3.1 Pensamento secular

De acordo com o filósofo ENGELHARDT (1998, p. 31), as questões Bioéticas contemporâneas surgem diante de um quadro de fragmentos da perspectiva moral ligados a uma série de perdas de fé e de mudanças na Ética e na convicção ontológica ocidental. Em Fundamentos da Bioética, o autor contextualiza ao fato de que, ao pregar as 95 teses na Igreja de Todos os Santos, Martinho Lutero assinalou a entrada de uma nova era para o Ocidente, marcando uma quebra de supostas possibilidades de uma uniformidade na visão moral religiosa. Esse momento marcaria, então, o fim da crença de que uma sociedade poderia aspirar um ponto de vista moral único, baseado na fé e governado por uma única autoridade moral religiosa suprema (ENGELHARDT, 1998, p. 26).

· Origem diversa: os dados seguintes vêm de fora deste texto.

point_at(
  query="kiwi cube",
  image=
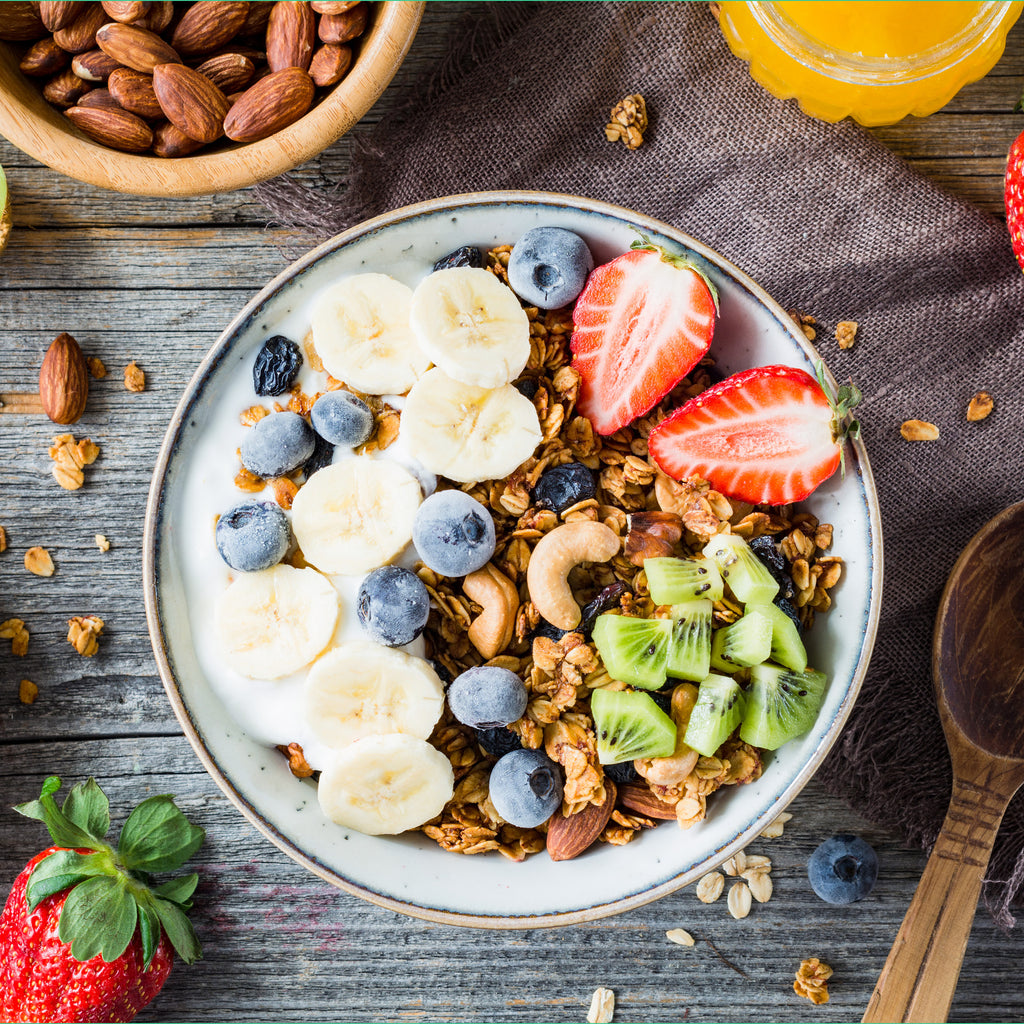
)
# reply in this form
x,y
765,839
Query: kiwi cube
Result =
x,y
744,642
634,650
672,581
780,705
741,569
630,725
718,711
689,651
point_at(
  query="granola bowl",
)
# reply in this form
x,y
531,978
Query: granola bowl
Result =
x,y
414,872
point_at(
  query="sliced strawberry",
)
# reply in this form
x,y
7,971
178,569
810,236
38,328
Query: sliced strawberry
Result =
x,y
768,435
640,325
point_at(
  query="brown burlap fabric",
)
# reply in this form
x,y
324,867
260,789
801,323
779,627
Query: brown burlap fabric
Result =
x,y
827,221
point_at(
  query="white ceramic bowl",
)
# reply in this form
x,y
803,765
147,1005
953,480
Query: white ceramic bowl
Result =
x,y
411,873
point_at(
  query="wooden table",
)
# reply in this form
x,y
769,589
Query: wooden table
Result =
x,y
156,281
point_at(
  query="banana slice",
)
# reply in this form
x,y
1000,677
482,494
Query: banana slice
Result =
x,y
361,333
382,785
355,515
363,688
471,326
273,623
464,432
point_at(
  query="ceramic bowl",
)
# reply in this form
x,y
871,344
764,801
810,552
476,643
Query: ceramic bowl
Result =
x,y
411,873
43,132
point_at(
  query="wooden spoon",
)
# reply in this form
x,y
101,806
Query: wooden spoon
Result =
x,y
978,667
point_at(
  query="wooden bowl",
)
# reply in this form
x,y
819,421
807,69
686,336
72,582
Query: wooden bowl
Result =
x,y
43,132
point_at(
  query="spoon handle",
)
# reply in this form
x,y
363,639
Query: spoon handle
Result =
x,y
919,979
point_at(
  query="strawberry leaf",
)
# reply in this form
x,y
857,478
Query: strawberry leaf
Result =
x,y
158,837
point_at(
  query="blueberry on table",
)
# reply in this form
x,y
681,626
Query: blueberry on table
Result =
x,y
392,605
276,366
525,787
342,418
276,444
549,266
843,869
454,534
253,536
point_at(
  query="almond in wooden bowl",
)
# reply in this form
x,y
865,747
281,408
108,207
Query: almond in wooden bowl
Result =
x,y
45,133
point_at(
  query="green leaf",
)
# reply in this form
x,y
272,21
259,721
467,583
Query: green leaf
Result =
x,y
98,918
179,931
88,807
61,870
158,837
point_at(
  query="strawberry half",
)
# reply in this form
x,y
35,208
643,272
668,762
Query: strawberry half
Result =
x,y
640,325
768,435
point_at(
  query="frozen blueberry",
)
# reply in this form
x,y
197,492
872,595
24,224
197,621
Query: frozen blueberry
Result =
x,y
564,486
487,696
276,444
549,266
253,536
843,869
525,787
392,605
341,418
276,366
454,534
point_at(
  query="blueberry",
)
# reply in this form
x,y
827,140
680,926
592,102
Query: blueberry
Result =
x,y
276,366
487,696
253,536
549,266
563,486
464,256
392,605
525,787
341,418
843,869
276,444
454,534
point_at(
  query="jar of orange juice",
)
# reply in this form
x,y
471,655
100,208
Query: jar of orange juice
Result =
x,y
875,60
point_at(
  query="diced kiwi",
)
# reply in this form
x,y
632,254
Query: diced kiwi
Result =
x,y
630,725
741,569
780,705
634,650
672,581
744,642
689,649
786,647
718,711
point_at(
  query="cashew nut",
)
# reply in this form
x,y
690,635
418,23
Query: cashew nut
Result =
x,y
492,631
553,558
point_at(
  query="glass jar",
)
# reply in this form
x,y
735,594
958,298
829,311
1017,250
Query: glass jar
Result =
x,y
876,61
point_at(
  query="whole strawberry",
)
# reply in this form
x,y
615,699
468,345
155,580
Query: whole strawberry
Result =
x,y
85,935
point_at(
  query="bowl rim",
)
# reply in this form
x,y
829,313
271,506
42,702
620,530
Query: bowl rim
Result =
x,y
151,555
75,155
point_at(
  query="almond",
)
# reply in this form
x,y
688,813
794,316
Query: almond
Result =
x,y
208,25
134,92
272,103
64,380
330,64
135,47
190,101
290,36
567,838
118,129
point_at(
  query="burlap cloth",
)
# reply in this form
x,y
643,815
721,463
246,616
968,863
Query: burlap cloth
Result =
x,y
827,221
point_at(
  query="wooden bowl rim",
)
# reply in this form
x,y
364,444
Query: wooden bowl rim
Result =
x,y
41,131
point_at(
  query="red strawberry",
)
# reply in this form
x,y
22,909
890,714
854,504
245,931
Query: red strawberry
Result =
x,y
768,435
640,325
83,935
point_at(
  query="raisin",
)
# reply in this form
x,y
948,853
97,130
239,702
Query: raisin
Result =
x,y
276,366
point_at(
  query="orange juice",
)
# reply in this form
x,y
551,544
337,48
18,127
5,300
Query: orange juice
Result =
x,y
876,60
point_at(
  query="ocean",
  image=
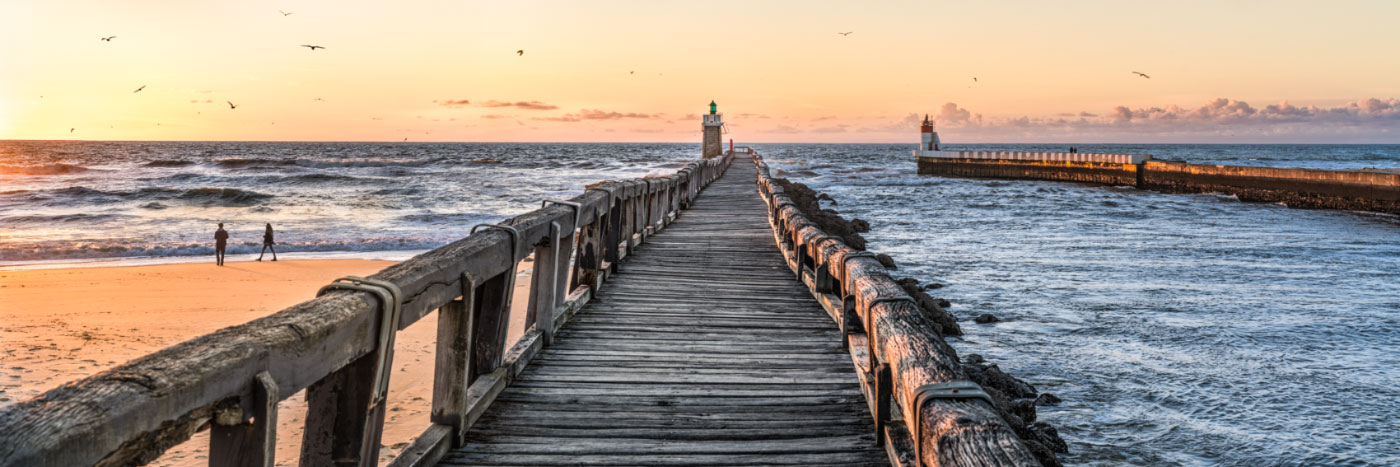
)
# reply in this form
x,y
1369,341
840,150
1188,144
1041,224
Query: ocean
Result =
x,y
139,203
1179,329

Esse rompimento anunciava a impossibilidade de a Europa Ocidental aglutinar- se em torno de uma visão cristã única. O progresso da ciência organizava novas dimensões para se pensar o lugar do homem no mundo e no cosmos. A partir de 1543 a cópia da obra de Nicolau Copérnico, Revolutionibus Orbium Coelestium apresentava em seu legado, o próprio sentido de mudança nas idéias, “que deveriam transformar-se em metáfora para dramáticas e profundas mudanças na visão do mundo” (ENGELHARDT, 1998, p. 28). Para o autor, “a revolução foi uma das muitas modificações em idéias e interpretações que deixariam nossa visão secular desprovida de um sentido de perspectiva final ou absoluta: o homem deixava de ser o centro do universo” (ENGELHARDT, p. 28).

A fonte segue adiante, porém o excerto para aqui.